Cobalt(II) Single‐Chain Magnet With Strong Anisotropy and Ferromagnetic IntraChain Coupling
Yongbing Shen, Mengxing Cui, Hiroyoshi Ohtsu, Olaf Stefanczyk, Masahiro Yamashita, Shin‐ichi Ohkoshi

TL;DR
A new cobalt-based single-chain magnet shows record magnetic properties due to strong anisotropy and ferromagnetic coupling.
Contribution
A clean, intrinsic design strategy for high-performance single-chain magnets using redox-active ligands is introduced.
Findings
The SCM has an energy barrier of 560 K and blocking temperature of 21.5 K, the highest for SCM systems.
Strong axial anisotropy and ferromagnetic exchange promote long-range spin correlation.

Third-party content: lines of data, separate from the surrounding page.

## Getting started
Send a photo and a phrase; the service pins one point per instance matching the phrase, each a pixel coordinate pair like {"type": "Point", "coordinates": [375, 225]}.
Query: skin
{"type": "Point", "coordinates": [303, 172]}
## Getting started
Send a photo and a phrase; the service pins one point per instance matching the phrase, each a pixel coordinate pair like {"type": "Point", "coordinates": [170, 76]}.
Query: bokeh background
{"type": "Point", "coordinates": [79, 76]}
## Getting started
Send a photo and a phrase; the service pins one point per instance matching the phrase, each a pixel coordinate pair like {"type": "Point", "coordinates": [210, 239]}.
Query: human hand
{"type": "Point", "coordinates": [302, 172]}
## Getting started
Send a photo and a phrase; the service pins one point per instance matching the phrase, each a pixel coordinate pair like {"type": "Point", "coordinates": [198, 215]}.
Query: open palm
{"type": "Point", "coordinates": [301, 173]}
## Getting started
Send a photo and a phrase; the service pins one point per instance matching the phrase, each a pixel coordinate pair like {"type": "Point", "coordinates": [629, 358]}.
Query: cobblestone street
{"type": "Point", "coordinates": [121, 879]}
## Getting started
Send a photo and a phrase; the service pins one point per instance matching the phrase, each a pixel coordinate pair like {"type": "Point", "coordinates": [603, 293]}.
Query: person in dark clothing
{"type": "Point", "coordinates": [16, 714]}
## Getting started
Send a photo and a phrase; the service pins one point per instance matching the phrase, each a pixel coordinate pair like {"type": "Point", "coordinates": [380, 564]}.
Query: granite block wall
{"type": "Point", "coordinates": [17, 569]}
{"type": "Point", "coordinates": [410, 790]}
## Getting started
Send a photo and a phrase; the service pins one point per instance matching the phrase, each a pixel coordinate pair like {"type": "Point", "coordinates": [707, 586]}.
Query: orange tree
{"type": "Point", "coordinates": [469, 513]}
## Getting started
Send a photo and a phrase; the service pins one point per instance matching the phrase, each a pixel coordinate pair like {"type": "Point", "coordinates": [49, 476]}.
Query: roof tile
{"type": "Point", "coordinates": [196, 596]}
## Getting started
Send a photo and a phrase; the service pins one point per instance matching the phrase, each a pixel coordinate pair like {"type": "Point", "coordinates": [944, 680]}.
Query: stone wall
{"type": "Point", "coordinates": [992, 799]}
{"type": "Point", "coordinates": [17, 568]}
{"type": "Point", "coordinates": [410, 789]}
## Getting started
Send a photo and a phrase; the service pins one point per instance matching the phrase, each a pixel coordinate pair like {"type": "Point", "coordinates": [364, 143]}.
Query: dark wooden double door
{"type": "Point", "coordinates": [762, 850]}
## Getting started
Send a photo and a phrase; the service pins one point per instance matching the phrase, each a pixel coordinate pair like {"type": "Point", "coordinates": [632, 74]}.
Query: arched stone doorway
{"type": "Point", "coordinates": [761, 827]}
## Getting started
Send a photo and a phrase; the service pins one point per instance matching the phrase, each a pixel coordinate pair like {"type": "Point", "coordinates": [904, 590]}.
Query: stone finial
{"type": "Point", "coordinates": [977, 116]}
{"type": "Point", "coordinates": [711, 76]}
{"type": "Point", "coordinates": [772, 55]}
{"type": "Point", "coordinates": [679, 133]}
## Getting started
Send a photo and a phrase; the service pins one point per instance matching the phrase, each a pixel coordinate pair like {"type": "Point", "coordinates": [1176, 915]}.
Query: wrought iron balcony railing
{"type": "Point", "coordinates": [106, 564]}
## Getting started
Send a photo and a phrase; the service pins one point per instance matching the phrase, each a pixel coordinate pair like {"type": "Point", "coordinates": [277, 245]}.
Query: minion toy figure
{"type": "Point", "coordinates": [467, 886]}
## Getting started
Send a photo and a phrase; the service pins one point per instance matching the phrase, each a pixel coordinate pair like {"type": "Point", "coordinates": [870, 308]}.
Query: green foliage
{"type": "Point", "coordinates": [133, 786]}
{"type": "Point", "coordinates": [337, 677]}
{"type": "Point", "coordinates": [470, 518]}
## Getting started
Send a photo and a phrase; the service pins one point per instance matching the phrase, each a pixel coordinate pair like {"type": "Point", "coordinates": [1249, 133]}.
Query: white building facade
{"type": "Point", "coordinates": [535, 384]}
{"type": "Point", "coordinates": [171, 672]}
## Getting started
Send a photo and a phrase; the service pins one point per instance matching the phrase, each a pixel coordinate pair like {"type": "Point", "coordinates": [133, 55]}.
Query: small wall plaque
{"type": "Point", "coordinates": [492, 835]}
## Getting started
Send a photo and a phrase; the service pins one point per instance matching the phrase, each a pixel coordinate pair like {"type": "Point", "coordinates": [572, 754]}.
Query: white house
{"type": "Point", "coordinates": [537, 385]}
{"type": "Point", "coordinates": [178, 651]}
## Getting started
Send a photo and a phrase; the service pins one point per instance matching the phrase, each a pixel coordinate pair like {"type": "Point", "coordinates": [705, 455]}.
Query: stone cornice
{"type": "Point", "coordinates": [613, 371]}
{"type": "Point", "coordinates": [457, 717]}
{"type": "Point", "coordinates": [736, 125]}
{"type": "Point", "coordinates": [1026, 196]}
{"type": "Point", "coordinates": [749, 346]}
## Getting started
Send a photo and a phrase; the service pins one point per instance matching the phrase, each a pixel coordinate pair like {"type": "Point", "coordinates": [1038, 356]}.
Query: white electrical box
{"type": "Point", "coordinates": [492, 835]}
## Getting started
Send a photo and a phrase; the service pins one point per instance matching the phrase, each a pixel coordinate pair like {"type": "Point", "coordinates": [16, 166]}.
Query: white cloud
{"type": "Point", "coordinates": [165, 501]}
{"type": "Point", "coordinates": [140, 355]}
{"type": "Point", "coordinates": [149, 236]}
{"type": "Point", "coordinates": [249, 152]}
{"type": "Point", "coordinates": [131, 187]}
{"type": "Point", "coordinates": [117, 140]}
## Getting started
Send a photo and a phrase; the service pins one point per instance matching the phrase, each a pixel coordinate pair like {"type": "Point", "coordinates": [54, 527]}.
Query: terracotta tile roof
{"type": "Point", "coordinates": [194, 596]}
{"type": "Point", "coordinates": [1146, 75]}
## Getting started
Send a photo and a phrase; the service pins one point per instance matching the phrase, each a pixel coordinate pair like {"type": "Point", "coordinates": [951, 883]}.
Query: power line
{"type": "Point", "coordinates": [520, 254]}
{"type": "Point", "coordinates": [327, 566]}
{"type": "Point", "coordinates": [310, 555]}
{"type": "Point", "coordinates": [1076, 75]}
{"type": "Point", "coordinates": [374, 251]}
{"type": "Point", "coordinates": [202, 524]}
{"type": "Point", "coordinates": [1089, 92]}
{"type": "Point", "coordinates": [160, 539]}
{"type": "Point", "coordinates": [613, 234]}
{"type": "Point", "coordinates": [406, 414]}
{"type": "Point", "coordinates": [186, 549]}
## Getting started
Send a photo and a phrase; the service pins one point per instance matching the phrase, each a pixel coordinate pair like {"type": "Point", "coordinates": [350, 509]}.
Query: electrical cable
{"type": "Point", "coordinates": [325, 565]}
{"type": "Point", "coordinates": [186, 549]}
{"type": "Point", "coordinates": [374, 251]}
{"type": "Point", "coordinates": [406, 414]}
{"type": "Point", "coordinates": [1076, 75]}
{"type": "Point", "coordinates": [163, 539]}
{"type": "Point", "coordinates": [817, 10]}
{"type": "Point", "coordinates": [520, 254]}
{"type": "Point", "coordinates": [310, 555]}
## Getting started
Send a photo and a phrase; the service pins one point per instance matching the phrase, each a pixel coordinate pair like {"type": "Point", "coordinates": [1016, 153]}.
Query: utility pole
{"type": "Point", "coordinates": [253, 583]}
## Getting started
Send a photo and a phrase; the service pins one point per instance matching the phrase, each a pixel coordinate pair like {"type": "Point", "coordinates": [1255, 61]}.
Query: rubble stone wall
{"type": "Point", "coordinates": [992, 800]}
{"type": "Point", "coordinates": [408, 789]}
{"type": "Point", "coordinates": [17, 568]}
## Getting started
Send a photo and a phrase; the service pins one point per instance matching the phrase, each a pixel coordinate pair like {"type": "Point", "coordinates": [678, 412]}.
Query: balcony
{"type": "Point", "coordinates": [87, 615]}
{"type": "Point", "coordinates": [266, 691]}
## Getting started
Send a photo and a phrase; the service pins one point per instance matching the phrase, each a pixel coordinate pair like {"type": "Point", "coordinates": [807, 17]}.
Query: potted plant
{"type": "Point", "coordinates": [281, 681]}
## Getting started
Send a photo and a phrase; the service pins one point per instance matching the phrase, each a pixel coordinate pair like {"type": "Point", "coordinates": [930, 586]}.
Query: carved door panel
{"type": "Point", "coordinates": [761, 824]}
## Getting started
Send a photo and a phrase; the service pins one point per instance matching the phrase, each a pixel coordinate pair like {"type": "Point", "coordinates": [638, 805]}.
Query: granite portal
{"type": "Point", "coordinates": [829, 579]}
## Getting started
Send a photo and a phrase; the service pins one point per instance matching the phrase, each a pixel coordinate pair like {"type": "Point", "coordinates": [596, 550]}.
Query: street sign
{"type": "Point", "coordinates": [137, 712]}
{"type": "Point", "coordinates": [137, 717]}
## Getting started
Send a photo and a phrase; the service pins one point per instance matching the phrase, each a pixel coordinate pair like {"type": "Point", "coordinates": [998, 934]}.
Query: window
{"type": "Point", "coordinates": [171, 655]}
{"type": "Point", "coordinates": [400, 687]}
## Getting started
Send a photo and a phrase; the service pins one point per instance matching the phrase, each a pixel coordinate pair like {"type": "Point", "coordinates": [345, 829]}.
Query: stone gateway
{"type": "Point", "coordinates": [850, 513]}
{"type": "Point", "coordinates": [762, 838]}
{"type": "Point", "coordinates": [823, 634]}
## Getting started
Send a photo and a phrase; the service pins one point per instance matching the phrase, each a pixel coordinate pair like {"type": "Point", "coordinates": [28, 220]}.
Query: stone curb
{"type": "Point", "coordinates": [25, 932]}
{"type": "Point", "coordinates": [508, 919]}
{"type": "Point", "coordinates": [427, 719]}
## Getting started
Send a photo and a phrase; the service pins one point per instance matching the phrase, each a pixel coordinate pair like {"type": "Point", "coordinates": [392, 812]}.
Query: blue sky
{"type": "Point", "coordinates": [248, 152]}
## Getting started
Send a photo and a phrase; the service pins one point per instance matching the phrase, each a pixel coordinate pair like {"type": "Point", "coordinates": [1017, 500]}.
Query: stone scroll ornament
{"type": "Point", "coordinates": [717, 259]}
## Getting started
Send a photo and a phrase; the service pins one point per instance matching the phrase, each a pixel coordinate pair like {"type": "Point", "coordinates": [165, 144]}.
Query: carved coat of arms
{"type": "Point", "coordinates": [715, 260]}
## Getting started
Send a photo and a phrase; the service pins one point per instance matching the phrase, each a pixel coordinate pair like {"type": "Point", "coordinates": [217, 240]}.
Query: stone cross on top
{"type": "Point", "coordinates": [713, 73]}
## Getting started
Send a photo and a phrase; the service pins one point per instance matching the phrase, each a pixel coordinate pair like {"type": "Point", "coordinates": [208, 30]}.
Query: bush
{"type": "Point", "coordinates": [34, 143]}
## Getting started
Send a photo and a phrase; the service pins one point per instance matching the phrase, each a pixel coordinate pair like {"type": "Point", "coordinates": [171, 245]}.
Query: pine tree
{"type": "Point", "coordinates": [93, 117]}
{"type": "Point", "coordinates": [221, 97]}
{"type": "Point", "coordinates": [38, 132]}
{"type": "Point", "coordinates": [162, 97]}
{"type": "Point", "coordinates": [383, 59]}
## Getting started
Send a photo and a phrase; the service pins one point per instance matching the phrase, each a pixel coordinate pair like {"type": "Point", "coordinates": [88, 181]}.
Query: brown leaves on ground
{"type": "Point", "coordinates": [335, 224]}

A 1D-to-3D magnetic crossover is observed at low temperatures.
Abstract
Co(II)‐based coordination polymer is reported as a new benchmark single‐chain magnet (SCM), exhibiting an energy barrier (U eff) of 560 K and a blocking temperature (T B) of 21.5 K‒both the highest values observed for SCM systems. The magnetic behavior originates from the synergistic balance between strong axial anisotropy (D Co = –83 cm−1) and moderate ferromagnetic exchange (J Co‐Co = +17.7 K), promoting long‐range spin correlation over thousands of magnetic ions. Detailed analysis of the correlation length and domain‐wall energy reveals a wide SCM regime and a 1D‐to‐3D magnetic crossover at low temperature. Unlike previously reported radical‐bridged SCMs, this work demonstrates a clean, intrinsic design strategy for realizing extreme single‐chain magnetism, offering new principles for developing robust molecular spin materials. A new high‐performance single‐chain magnet (U eff = 560…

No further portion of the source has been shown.